Fed banking on new data sources

Siloed data could provide a near real-time impression of the health of the economy, says Federal Reserve Board CDO Micheline Casey.

Micheline Casey

Federal Reserve Board CDO Micheline Casey is building a data organization inside the Fed budgeted at about $12 million per year.

The quietest whispers from the Federal Reserve Board can move markets worldwide, so the data the central bank of the United States uses to model its economic projections has to set the standard for reliability and credibility. The Fed also releases its own set of economic indicators, based on data it collects from financial institutions, and established financial information suppliers such as Bloomberg and Reuters.

But the Fed is also beginning to reckon with the explosion of commercial, financial, consumer and other data that has been taking place over the last decade. While there are risks, practical problems and institutional obstacles to incorporating this range of data into the Fed's economic modeling, there are opportunities as well, according to Micheline Casey, the Fed's chief data officer.

Casey has been on the job for almost two years, and she has been building a data organization inside the Fed budgeted at about $12 million per year, employing about 40 people and growing. She's starting to think about how the oceans of data generated by e-commerce firms, real estate transaction sites, crowd-sourced gas price tools, and even sensor data from roads and mass transit systems that are part of "smart city" systems can help provide Fed policymakers and economists with reliable information.

For example, data from Amazon.com and Walmart could supply up-to-date consumer price information; real estate bidding and closing information from Trulia and Zillow could send signals about slack or pent-up demand in the market; data on 3D printing could augur shifts in manufacturing;  data on the use of emerging companies in the sharing economy like Uber and AirBNB could point to changes in car ownership levels or hotel occupancy.

Collectively, these and other economic signals, buried in disparate silos of proprietary data, could provide a "FitBand for the economy," giving a near real-time impression of the macroeconomic health of the U.S. and the world, Casey said.

"We're always looking to improve our forecasting and understand what's really going on in the economy, and what will happen tomorrow," Casey said in a March 31 keynote at the annual Enterprise Data World conference. "What we've been trying to do over the past several years, as the explosion of data has become much more prevalent, is to move forward and stop driving by looking in the rear-view mirror and start identifying what would be new datasets that could help us predict the future of the economy in near-real time."

Structuring the data

The Fed is in the very early stages of looking at what kinds of data could support a more up-to-date look at the economy.

To put the Fed's needs in context, it is a policymaking organization, not an operational or transactional operation, and doesn't need the volumes or velocity of data that Google or Amazon or a stock exchange might require.
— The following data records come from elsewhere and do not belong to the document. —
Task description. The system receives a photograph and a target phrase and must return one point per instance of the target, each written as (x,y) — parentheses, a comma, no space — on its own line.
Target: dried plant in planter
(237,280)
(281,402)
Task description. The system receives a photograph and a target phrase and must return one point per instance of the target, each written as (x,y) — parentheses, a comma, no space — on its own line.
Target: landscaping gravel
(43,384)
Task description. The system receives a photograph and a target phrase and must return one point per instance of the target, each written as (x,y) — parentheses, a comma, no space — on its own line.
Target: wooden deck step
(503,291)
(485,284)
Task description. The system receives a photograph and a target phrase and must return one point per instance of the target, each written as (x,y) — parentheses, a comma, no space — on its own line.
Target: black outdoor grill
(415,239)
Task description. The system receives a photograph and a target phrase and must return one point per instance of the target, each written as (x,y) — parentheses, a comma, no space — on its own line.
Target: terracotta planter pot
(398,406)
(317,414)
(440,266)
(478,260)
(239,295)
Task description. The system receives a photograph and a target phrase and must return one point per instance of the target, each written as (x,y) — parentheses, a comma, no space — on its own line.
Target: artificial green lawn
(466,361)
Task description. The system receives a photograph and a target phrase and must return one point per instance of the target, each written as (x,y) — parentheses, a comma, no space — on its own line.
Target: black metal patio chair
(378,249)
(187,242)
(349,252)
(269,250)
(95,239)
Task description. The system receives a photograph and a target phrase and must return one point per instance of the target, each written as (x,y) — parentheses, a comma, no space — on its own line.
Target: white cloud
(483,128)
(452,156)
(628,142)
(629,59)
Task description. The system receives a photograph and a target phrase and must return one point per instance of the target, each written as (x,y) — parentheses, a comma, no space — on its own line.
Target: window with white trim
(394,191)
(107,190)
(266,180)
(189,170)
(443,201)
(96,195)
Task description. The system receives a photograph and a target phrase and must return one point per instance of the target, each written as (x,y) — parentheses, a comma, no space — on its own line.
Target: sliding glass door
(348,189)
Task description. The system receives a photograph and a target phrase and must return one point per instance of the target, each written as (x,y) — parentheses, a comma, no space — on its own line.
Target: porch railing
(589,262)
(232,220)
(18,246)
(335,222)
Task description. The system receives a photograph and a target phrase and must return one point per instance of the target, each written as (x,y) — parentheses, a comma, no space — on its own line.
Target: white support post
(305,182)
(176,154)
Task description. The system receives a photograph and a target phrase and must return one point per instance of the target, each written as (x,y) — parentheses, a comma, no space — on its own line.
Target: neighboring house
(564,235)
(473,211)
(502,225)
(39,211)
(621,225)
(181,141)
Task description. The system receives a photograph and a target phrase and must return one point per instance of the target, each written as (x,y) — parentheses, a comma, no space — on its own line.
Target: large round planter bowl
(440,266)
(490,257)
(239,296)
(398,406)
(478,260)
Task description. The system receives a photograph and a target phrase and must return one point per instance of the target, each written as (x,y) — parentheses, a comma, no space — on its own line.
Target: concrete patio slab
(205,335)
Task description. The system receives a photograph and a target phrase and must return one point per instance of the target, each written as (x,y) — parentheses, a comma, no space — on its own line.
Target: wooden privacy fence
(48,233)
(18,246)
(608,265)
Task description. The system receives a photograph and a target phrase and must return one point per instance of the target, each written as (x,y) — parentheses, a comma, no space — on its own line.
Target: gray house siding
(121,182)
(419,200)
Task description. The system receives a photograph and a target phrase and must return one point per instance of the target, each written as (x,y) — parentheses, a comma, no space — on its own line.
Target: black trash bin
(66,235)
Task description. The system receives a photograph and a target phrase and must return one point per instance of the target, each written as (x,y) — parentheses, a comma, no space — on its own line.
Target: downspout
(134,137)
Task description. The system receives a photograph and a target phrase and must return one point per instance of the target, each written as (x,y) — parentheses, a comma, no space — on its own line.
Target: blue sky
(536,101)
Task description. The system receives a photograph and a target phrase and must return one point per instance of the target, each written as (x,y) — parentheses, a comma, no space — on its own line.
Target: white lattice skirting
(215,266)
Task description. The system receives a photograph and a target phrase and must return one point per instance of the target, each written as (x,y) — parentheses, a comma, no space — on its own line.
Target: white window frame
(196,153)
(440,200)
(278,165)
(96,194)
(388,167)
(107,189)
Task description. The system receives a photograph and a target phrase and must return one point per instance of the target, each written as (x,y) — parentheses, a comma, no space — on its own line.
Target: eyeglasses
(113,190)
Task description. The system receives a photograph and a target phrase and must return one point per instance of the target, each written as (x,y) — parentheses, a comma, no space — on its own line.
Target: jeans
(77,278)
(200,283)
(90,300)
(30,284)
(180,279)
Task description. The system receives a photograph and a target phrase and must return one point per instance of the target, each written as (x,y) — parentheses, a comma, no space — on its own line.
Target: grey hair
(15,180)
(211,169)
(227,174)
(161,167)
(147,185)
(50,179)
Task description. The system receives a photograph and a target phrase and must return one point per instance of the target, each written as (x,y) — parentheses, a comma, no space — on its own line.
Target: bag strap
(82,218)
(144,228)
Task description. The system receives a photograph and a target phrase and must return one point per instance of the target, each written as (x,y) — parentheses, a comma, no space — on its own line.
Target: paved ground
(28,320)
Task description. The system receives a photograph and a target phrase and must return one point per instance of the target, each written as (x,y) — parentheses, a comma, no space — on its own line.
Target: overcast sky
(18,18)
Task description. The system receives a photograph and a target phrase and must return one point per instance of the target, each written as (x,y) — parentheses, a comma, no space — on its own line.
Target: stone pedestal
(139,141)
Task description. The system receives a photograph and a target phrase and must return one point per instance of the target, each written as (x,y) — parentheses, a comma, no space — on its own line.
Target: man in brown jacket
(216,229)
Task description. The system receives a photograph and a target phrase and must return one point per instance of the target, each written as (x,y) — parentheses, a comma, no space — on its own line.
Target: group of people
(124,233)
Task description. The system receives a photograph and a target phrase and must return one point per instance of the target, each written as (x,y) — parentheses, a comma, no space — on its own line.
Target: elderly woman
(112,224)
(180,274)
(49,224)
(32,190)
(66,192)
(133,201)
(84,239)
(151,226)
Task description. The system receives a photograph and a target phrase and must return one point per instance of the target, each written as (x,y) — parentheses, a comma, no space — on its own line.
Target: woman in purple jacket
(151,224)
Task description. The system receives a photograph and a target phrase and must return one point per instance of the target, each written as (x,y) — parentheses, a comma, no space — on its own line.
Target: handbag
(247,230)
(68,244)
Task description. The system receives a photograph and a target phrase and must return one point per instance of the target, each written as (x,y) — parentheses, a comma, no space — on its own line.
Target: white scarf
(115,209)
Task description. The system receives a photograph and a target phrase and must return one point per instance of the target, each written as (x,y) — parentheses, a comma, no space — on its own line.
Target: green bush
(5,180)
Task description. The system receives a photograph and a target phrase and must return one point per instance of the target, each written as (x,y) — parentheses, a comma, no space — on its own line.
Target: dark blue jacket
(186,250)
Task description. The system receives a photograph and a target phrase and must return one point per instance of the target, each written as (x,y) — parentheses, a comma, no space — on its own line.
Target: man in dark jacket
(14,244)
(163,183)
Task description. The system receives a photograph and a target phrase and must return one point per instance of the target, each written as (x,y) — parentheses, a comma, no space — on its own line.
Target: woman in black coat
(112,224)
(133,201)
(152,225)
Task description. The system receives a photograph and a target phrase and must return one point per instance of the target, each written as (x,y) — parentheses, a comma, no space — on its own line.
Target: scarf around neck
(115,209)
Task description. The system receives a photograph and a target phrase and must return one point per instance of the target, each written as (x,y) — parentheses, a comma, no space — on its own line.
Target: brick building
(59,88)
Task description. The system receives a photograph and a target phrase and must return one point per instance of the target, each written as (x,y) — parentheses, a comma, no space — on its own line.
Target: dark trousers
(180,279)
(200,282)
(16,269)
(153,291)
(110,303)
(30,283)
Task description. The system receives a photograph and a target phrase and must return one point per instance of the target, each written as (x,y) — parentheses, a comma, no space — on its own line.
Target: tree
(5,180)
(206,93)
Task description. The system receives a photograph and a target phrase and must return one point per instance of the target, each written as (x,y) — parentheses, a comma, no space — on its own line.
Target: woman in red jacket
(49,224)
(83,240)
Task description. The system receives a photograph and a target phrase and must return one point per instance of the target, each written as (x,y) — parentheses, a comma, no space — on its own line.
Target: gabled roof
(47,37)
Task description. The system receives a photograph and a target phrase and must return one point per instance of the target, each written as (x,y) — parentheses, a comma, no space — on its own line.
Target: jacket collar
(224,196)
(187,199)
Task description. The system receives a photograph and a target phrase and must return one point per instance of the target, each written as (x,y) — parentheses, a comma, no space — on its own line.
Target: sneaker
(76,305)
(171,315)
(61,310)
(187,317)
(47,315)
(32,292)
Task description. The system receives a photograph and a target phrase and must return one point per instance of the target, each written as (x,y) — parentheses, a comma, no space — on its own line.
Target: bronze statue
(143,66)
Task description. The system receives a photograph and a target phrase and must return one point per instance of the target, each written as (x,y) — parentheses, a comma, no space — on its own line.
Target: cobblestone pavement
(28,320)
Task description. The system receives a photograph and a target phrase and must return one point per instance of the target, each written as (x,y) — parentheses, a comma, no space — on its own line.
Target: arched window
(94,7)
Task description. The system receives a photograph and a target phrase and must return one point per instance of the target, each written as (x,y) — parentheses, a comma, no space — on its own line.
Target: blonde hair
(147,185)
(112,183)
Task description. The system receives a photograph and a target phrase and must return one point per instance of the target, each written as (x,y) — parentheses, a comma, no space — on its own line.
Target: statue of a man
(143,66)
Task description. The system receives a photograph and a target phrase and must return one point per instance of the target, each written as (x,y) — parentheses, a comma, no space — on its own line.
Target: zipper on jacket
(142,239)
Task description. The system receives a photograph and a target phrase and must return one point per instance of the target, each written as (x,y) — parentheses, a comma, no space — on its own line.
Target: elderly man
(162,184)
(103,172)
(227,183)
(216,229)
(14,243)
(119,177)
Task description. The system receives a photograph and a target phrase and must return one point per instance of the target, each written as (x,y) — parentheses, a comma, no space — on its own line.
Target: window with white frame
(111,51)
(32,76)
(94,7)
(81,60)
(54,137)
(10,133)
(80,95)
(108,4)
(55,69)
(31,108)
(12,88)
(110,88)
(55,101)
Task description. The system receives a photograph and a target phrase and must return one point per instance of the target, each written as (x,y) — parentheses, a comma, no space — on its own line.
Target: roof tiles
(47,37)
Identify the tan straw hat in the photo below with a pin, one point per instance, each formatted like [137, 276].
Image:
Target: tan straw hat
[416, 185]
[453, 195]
But the Fed does have "highly complex data needs that span structured, unstructured, and semi-structured" data, Casey said. "Just having lots more data isn't necessarily helpful," she said.

Casey is looking at sources of high-frequency data, which could speed up publication and reduce the need for revisions of economic measurements, and more granular and geographically targeted data, that could help give policymakers a focus on how the economy is performing in particular cities and regions.

But managing this data poses some challenges. First, the sources of a lot of this e-commerce generated data have been around only for a decade or so, making historical comparisons problematic. There is a selection bias in terms of who is using online products and services. From a data stewardship standpoint, there's no guarantee that data collected today will be maintained in that format five years -- or even five quarters -- in the future.

To meet those challenges, the Office of the Chief Data Officer has introduced new data management roles, including a dedicated team of data governance analysts and data architects.

"We're taking a holistic, enterprise view of how we do the work we do. But particularly as we deal with some of these newer data sets, we can't just throw them into production," Casey said. "We have to figure out how we manage these, what sorts of stewardship would be needed for newly emerging data sets. We're not sure, because some of these data products are so very new, and they're not that stable yet."

There are also technical and infrastructure obstacles to managing new data inventories. "What is big data today will be small data in five years," Casey said. "This is as small as the data will ever be again, so we have to start adjusting now."